Repository files navigation

Prefix-Tuning-Bert

Installation

This assignment is implemented in python 3.6 and torch 1.9.0. Follow these steps to setup your environment:

  1. Download and install Conda
  2. Create a Conda environment with Python 3.6
conda create -n nlp-project python=3.6
  1. Activate the Conda environment.
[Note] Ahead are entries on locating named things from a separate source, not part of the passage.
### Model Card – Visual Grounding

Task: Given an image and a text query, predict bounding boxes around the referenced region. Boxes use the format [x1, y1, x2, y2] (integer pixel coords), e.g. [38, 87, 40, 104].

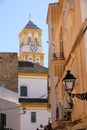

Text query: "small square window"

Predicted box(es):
[31, 112, 36, 123]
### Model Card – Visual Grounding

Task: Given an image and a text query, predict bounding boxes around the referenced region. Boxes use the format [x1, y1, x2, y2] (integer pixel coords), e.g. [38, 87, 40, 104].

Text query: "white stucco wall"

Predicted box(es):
[80, 0, 87, 71]
[18, 76, 47, 98]
[21, 108, 50, 130]
[0, 87, 20, 130]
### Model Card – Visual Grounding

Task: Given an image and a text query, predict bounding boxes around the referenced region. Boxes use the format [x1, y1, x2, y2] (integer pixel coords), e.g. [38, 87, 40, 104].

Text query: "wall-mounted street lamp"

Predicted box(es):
[36, 124, 44, 130]
[62, 70, 87, 101]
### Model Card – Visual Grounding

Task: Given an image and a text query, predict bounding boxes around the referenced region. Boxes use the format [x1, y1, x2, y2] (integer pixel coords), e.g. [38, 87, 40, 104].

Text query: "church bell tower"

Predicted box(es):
[19, 20, 44, 66]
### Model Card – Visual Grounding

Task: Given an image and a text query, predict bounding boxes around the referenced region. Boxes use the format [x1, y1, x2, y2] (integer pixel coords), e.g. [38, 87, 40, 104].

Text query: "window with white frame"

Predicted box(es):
[20, 86, 27, 97]
[31, 112, 36, 123]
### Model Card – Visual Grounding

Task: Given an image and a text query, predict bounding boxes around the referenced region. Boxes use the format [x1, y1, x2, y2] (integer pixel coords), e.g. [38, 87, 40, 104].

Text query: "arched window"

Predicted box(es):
[20, 86, 27, 97]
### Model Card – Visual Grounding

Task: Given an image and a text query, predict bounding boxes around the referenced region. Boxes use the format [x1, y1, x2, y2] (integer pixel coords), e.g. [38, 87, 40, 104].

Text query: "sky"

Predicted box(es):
[0, 0, 58, 67]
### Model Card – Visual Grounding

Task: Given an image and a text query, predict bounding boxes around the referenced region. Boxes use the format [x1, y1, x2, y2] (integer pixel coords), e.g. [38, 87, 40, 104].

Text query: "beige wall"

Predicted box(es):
[0, 53, 18, 90]
[47, 0, 87, 128]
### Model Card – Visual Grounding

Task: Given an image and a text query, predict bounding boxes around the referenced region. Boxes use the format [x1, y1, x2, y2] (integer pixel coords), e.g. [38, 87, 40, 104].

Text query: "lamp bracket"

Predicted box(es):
[69, 92, 87, 101]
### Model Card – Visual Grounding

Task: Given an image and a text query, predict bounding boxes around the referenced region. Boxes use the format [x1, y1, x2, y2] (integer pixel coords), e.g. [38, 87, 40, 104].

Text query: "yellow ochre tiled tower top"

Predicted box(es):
[19, 20, 44, 66]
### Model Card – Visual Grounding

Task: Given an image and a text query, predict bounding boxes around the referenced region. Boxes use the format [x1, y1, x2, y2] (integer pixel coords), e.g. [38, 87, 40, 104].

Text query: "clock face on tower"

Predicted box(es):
[30, 43, 38, 52]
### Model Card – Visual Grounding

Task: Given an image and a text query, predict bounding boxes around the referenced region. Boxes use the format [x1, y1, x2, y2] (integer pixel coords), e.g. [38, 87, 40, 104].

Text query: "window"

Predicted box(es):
[20, 86, 27, 96]
[31, 112, 36, 123]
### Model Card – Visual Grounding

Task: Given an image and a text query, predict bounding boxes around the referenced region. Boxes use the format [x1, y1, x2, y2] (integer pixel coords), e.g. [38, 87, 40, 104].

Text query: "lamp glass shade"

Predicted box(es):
[62, 70, 76, 93]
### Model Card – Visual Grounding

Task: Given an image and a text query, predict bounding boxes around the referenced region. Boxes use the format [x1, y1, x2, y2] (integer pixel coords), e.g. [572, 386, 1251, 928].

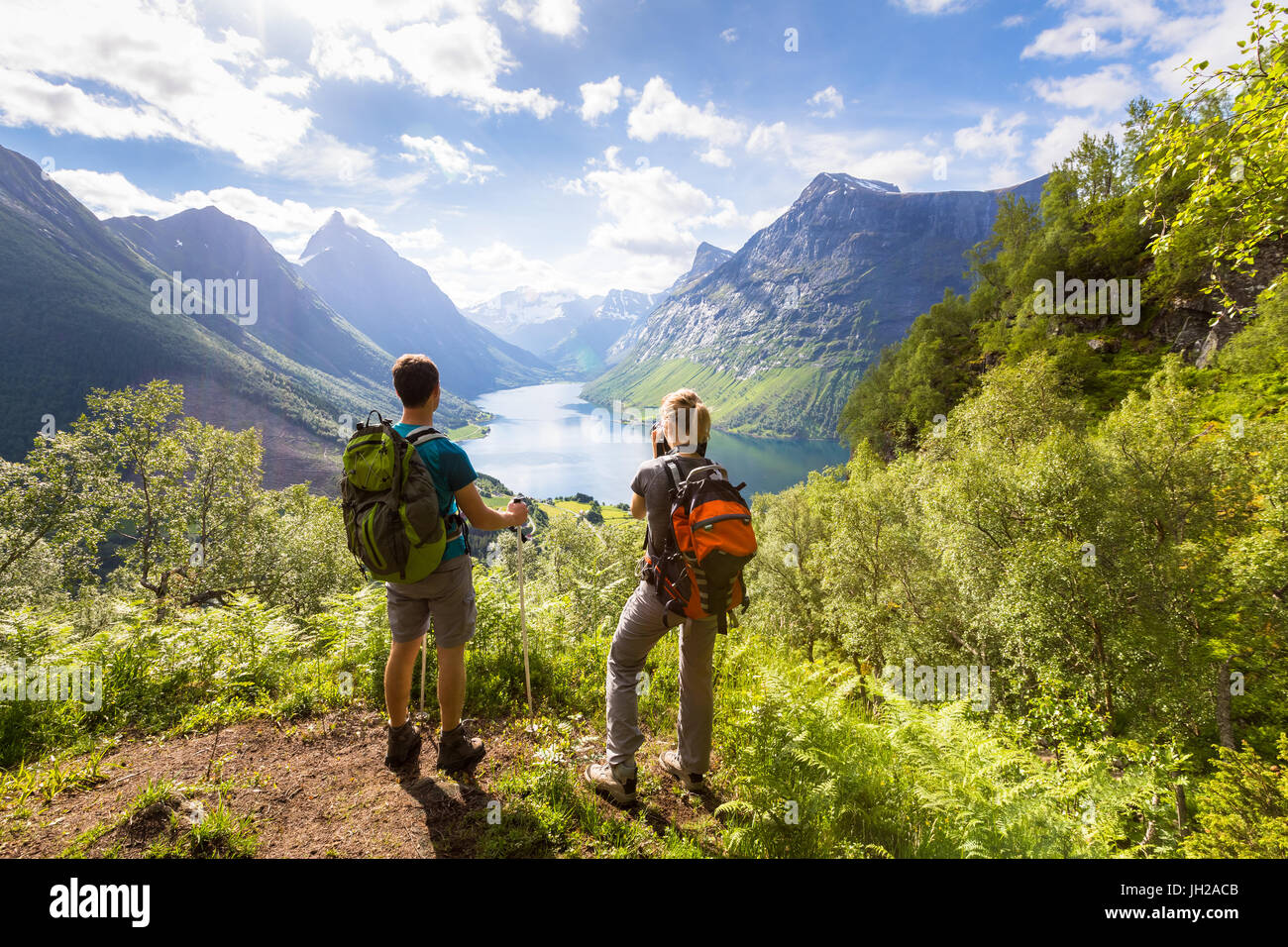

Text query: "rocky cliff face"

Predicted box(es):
[585, 174, 1044, 437]
[299, 213, 551, 397]
[467, 288, 665, 378]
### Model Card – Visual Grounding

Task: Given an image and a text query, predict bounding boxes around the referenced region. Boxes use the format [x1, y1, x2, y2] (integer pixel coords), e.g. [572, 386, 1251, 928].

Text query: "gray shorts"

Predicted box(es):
[385, 553, 478, 648]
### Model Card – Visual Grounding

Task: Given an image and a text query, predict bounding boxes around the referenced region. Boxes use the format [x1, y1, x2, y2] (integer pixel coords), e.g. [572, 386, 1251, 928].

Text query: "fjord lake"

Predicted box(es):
[460, 381, 849, 504]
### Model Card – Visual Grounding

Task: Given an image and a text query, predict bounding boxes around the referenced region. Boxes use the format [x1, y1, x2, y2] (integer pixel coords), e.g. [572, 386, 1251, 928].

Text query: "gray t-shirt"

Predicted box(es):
[631, 454, 712, 557]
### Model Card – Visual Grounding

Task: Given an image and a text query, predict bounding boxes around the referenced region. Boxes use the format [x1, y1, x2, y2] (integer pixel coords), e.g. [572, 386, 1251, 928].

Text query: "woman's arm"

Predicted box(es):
[456, 483, 528, 530]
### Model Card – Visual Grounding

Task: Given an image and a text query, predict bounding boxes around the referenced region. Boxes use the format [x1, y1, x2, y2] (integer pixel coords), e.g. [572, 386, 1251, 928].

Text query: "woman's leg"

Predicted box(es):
[606, 582, 674, 767]
[677, 618, 717, 775]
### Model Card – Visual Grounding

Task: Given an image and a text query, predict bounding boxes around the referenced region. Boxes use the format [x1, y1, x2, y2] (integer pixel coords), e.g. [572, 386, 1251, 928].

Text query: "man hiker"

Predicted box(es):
[584, 389, 717, 805]
[385, 355, 528, 772]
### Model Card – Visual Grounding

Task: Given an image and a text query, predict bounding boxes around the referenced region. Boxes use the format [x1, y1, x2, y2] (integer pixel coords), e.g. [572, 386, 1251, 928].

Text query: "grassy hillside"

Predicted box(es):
[581, 359, 860, 438]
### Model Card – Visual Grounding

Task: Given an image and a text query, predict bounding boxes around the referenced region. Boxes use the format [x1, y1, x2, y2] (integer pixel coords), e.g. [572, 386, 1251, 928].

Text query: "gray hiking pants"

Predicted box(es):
[608, 581, 716, 773]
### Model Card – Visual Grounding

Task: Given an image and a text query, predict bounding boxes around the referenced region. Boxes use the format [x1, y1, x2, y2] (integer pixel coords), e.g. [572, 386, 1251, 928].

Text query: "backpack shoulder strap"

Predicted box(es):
[406, 424, 447, 445]
[662, 456, 687, 500]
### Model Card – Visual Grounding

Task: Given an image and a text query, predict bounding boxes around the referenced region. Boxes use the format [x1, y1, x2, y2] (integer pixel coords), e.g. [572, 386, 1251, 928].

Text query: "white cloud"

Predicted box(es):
[399, 136, 496, 184]
[501, 0, 583, 39]
[807, 85, 845, 119]
[52, 168, 385, 259]
[0, 0, 316, 170]
[1022, 0, 1249, 95]
[1150, 0, 1250, 95]
[626, 76, 743, 147]
[309, 34, 394, 82]
[896, 0, 970, 17]
[374, 14, 559, 119]
[698, 149, 733, 167]
[1029, 115, 1122, 174]
[747, 121, 934, 189]
[953, 110, 1027, 161]
[580, 76, 622, 124]
[1033, 63, 1140, 112]
[419, 240, 572, 308]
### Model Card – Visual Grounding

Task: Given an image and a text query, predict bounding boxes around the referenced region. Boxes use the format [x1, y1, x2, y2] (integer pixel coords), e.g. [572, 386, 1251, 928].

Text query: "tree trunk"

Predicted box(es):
[1216, 659, 1235, 750]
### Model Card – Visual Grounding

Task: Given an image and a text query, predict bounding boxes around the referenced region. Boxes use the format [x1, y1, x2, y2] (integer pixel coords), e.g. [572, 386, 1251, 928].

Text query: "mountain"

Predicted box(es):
[583, 174, 1046, 438]
[667, 240, 733, 296]
[297, 211, 554, 397]
[104, 207, 390, 381]
[604, 241, 733, 368]
[0, 147, 480, 489]
[467, 288, 665, 378]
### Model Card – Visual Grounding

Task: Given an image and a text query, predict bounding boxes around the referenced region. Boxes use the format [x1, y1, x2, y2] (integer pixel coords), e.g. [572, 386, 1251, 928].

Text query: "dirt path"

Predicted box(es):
[0, 710, 718, 858]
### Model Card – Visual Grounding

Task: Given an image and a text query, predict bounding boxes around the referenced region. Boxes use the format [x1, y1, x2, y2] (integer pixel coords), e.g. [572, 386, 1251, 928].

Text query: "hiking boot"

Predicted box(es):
[657, 750, 705, 792]
[385, 720, 420, 770]
[583, 763, 635, 805]
[438, 724, 486, 773]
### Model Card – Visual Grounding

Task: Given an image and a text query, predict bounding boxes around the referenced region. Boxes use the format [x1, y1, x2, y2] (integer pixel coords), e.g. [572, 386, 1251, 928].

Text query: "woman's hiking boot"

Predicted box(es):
[385, 720, 420, 770]
[438, 724, 486, 773]
[583, 762, 635, 805]
[657, 750, 707, 792]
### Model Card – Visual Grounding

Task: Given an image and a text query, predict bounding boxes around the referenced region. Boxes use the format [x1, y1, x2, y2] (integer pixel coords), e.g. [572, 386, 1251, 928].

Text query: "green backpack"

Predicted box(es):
[340, 411, 450, 582]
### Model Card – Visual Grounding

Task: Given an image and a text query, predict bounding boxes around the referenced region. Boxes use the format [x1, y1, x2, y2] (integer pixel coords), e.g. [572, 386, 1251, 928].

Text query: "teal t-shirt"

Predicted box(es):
[394, 421, 478, 561]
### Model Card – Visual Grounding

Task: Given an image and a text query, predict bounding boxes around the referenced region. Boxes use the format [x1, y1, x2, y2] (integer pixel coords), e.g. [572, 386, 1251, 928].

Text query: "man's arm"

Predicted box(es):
[456, 483, 528, 530]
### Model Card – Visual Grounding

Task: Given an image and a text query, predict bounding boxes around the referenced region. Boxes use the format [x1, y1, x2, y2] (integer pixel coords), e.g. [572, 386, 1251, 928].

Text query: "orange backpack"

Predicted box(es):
[644, 458, 756, 634]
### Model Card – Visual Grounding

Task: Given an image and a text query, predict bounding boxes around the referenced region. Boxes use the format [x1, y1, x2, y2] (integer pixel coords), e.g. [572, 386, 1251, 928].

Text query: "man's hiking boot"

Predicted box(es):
[385, 720, 420, 770]
[657, 750, 707, 792]
[438, 724, 486, 773]
[583, 763, 635, 805]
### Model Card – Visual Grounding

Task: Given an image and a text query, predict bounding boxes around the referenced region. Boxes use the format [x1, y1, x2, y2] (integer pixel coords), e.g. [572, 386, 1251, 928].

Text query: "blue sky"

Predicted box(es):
[0, 0, 1250, 307]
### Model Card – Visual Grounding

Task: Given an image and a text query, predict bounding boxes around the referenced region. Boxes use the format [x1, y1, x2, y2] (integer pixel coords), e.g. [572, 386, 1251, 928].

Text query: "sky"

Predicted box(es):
[0, 0, 1250, 307]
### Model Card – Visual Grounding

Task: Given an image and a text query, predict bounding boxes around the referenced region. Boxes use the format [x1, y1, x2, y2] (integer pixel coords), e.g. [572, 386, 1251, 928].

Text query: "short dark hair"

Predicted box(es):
[394, 356, 438, 407]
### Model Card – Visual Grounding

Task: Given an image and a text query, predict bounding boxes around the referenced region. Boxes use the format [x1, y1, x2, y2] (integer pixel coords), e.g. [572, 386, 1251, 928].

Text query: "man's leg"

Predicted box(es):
[426, 553, 486, 772]
[677, 618, 717, 775]
[606, 582, 667, 767]
[385, 585, 429, 729]
[385, 635, 425, 770]
[438, 644, 465, 733]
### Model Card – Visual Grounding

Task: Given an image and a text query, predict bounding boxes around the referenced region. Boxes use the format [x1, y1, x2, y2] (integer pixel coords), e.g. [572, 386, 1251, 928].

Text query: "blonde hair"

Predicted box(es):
[661, 388, 711, 453]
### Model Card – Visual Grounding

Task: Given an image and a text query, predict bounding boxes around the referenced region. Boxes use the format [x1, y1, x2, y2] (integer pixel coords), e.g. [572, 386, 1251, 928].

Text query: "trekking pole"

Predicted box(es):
[510, 496, 533, 719]
[420, 633, 429, 720]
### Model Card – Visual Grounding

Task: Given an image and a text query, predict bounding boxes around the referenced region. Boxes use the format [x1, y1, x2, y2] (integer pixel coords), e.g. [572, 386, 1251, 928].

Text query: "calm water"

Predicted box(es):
[461, 381, 849, 504]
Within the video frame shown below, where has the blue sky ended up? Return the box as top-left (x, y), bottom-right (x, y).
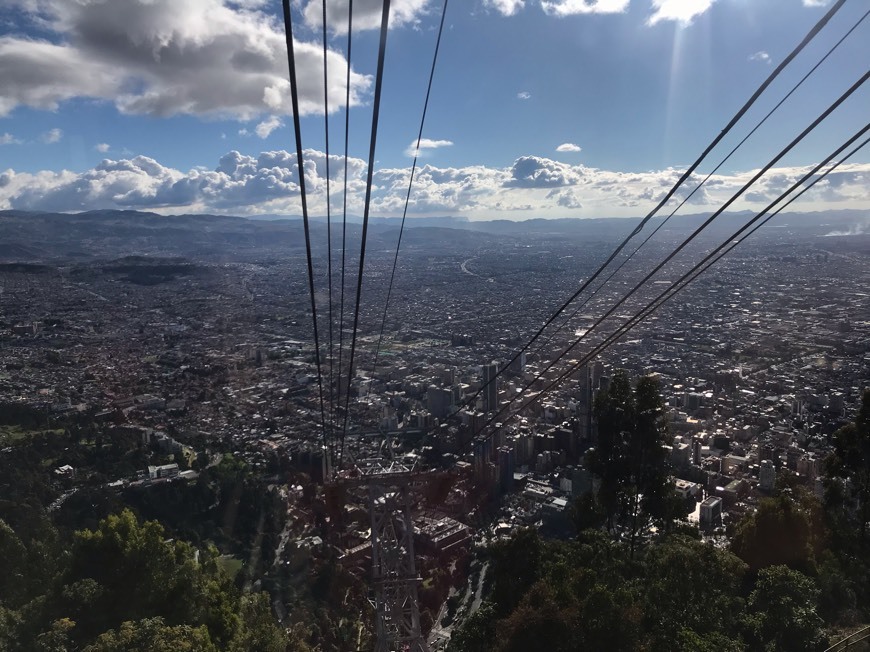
top-left (0, 0), bottom-right (870, 219)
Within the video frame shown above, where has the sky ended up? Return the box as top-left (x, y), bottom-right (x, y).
top-left (0, 0), bottom-right (870, 220)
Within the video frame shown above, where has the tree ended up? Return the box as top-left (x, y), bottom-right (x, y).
top-left (589, 371), bottom-right (673, 556)
top-left (84, 618), bottom-right (218, 652)
top-left (644, 536), bottom-right (746, 650)
top-left (487, 529), bottom-right (542, 616)
top-left (747, 566), bottom-right (827, 652)
top-left (826, 389), bottom-right (870, 540)
top-left (731, 494), bottom-right (820, 571)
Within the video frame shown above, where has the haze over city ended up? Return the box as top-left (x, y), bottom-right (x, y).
top-left (0, 0), bottom-right (870, 652)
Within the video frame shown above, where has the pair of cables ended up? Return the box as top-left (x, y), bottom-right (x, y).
top-left (456, 0), bottom-right (852, 412)
top-left (460, 6), bottom-right (870, 454)
top-left (283, 0), bottom-right (448, 465)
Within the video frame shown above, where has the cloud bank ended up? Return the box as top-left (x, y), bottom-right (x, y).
top-left (0, 0), bottom-right (372, 120)
top-left (0, 149), bottom-right (870, 218)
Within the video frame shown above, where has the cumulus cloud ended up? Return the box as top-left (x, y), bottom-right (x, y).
top-left (504, 156), bottom-right (582, 188)
top-left (405, 138), bottom-right (453, 157)
top-left (254, 115), bottom-right (284, 138)
top-left (0, 149), bottom-right (870, 218)
top-left (647, 0), bottom-right (715, 25)
top-left (302, 0), bottom-right (429, 34)
top-left (0, 0), bottom-right (372, 120)
top-left (483, 0), bottom-right (525, 16)
top-left (541, 0), bottom-right (629, 16)
top-left (39, 127), bottom-right (63, 145)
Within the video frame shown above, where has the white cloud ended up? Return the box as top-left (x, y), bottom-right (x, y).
top-left (483, 0), bottom-right (525, 16)
top-left (541, 0), bottom-right (629, 16)
top-left (39, 128), bottom-right (63, 145)
top-left (0, 149), bottom-right (870, 218)
top-left (254, 115), bottom-right (284, 138)
top-left (302, 0), bottom-right (429, 34)
top-left (0, 0), bottom-right (372, 120)
top-left (504, 156), bottom-right (583, 188)
top-left (405, 138), bottom-right (453, 157)
top-left (647, 0), bottom-right (715, 25)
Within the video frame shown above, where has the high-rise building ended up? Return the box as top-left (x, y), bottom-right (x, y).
top-left (426, 385), bottom-right (453, 419)
top-left (498, 446), bottom-right (516, 493)
top-left (758, 460), bottom-right (776, 493)
top-left (508, 351), bottom-right (526, 374)
top-left (483, 362), bottom-right (498, 412)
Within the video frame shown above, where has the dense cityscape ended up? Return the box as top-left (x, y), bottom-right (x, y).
top-left (0, 212), bottom-right (870, 649)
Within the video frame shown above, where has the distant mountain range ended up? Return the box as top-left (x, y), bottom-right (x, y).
top-left (0, 210), bottom-right (870, 262)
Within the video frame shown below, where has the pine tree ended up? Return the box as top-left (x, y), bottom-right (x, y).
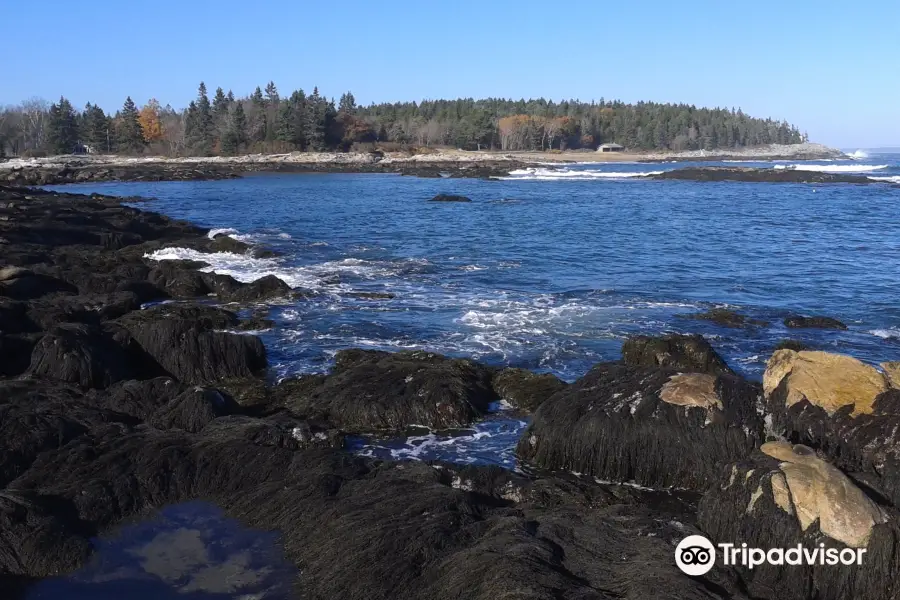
top-left (222, 102), bottom-right (247, 155)
top-left (302, 87), bottom-right (325, 152)
top-left (47, 97), bottom-right (78, 154)
top-left (338, 92), bottom-right (356, 115)
top-left (185, 81), bottom-right (215, 156)
top-left (116, 96), bottom-right (144, 154)
top-left (212, 87), bottom-right (230, 122)
top-left (266, 81), bottom-right (281, 106)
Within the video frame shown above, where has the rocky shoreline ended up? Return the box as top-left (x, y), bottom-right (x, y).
top-left (0, 187), bottom-right (900, 600)
top-left (649, 167), bottom-right (882, 184)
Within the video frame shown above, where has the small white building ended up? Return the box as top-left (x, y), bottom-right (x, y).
top-left (597, 144), bottom-right (625, 152)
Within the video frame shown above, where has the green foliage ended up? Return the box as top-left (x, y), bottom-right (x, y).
top-left (47, 97), bottom-right (78, 154)
top-left (116, 96), bottom-right (144, 154)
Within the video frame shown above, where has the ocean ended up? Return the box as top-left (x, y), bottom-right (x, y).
top-left (47, 152), bottom-right (900, 468)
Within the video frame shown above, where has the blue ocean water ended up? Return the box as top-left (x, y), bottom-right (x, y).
top-left (52, 155), bottom-right (900, 466)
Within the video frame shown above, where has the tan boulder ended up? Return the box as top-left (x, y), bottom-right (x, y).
top-left (659, 373), bottom-right (722, 410)
top-left (761, 442), bottom-right (886, 548)
top-left (880, 361), bottom-right (900, 390)
top-left (763, 350), bottom-right (888, 416)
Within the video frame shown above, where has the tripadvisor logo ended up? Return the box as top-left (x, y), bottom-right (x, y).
top-left (675, 535), bottom-right (866, 577)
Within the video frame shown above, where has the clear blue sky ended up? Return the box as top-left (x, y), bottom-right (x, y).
top-left (0, 0), bottom-right (900, 147)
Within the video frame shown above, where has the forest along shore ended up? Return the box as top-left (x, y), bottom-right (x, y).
top-left (0, 186), bottom-right (900, 600)
top-left (0, 144), bottom-right (842, 185)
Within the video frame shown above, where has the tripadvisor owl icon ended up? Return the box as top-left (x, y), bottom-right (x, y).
top-left (675, 535), bottom-right (716, 577)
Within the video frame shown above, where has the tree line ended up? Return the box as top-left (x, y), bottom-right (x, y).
top-left (0, 82), bottom-right (807, 156)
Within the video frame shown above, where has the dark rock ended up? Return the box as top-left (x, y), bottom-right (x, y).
top-left (650, 167), bottom-right (875, 184)
top-left (278, 350), bottom-right (498, 431)
top-left (0, 273), bottom-right (78, 300)
top-left (0, 417), bottom-right (740, 600)
top-left (773, 340), bottom-right (809, 352)
top-left (209, 234), bottom-right (250, 254)
top-left (493, 369), bottom-right (566, 412)
top-left (0, 380), bottom-right (136, 488)
top-left (698, 442), bottom-right (900, 600)
top-left (219, 275), bottom-right (291, 302)
top-left (147, 261), bottom-right (213, 298)
top-left (119, 304), bottom-right (266, 383)
top-left (622, 333), bottom-right (732, 375)
top-left (430, 194), bottom-right (472, 202)
top-left (784, 315), bottom-right (847, 329)
top-left (685, 308), bottom-right (768, 329)
top-left (0, 334), bottom-right (41, 377)
top-left (150, 387), bottom-right (238, 433)
top-left (517, 363), bottom-right (764, 491)
top-left (27, 325), bottom-right (137, 388)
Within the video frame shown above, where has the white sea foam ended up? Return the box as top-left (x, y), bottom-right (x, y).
top-left (496, 167), bottom-right (662, 181)
top-left (145, 248), bottom-right (431, 289)
top-left (869, 327), bottom-right (900, 340)
top-left (775, 164), bottom-right (888, 173)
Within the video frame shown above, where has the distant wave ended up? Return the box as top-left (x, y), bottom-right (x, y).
top-left (497, 167), bottom-right (662, 181)
top-left (775, 164), bottom-right (888, 173)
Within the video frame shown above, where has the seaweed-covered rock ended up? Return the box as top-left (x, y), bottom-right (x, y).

You will need to activate the Conda environment in each terminal in which you want to use this code.
conda activate nlp-project
  1. Install the requirements:
pip3 install -r requirements.txt
cd transformers; pip install -e .;
  1. Download Sarcasm Data:
Need to download sarcasm data from kaggle: https://www.kaggle.com/danofer/sarcasm/
The file can be passed as an input argument during runtime

Modeling Files

The main code to build models is contained in only one file:

  • train.py

There are several tuning_modes that can be chosen from to train the models

  • baseline_finetune
  • baseline_lightweight_finetune
  • prefix_bottom_two_layers
  • prefix_top_two_layers
  • prefix_bert_embedding_layer
  • prefix_custom_initializaition
  • prefix_random_initializaition
  • noprefix_top_two_layers
  • noprefix_bottom_two_layers
  • noprefix_embedding_layer_update

Training command:

Below are some of the examples of training command:

# By default train.py trains prefix tuning with random embedding initializaition of 5 tokens:
# However all the parameters are configurable with the arguments described in hyper-parameters section.

# Default training:
python train.py

# Training with different tuning mode
python train.py --tuning_mode noprefix_top_two_layers

Training hyper-parameters

optional arguments:
  -h, --help            show this help message and exit
  --train_data TRAIN_DATA
                        training dataset file that have to be used
  --prepare_data        if passed, will prepare data.
  --save_processed_data
                        if passed, save the processed data.
  --batch_size BATCH_SIZE
                        batch_size
  --custom              if passed, use no custom.
  --epochs EPOCHS       epochs
  --learning_rate LEARNING_RATE
                        learning_rate
  --save_model          if passed, save model.
  --prefix_length PREFIX_LENGTH
                        number of prefix tokens
  --model_save_directory MODEL_SAVE_DIRECTORY
                        save the model to
  --tuning_mode {baseline_finetune,baseline_lightweight_finetune,prefix_bottom_two_layers,
                  prefix_top_two_layers,prefix_bert_embedding_layer,
                  prefix_custom_initializaition,prefix_random_initializaition,noprefix_top_two_layers,
                  noprefix_bottom_two_layers,noprefix_embedding_layer_update}
                        Name of the tuning_mode
  --use_multi_gpu USE_MULTI_GPU
                        Use Multiple GPUs
  --phrase_for_init PHRASE_FOR_INIT
                        If using custom initialization this will be used to
                        initialize the prefix tokens
  --checkpoint CHECKPOINT
                        to checkpoint the model at each epoch
  --analyze_tokens ANALYZE_TOKENS
                        Closest words in bert vocab in each epoch are
                        extracted
  --test_file TEST_FILE
                        test file that have to be used
  
  --evaluate            To run the script in Evaluation mode
  
  --saved_model_location SAVED_MODEL_LOCATION
                        Loaction of the stored model, must be used when only
                        evaluation is called

Disclaimer

We are trying to do distributed training using distributed_training.py, which is a work in progress. We just wanted to include this in the submission to show what we are currently working on.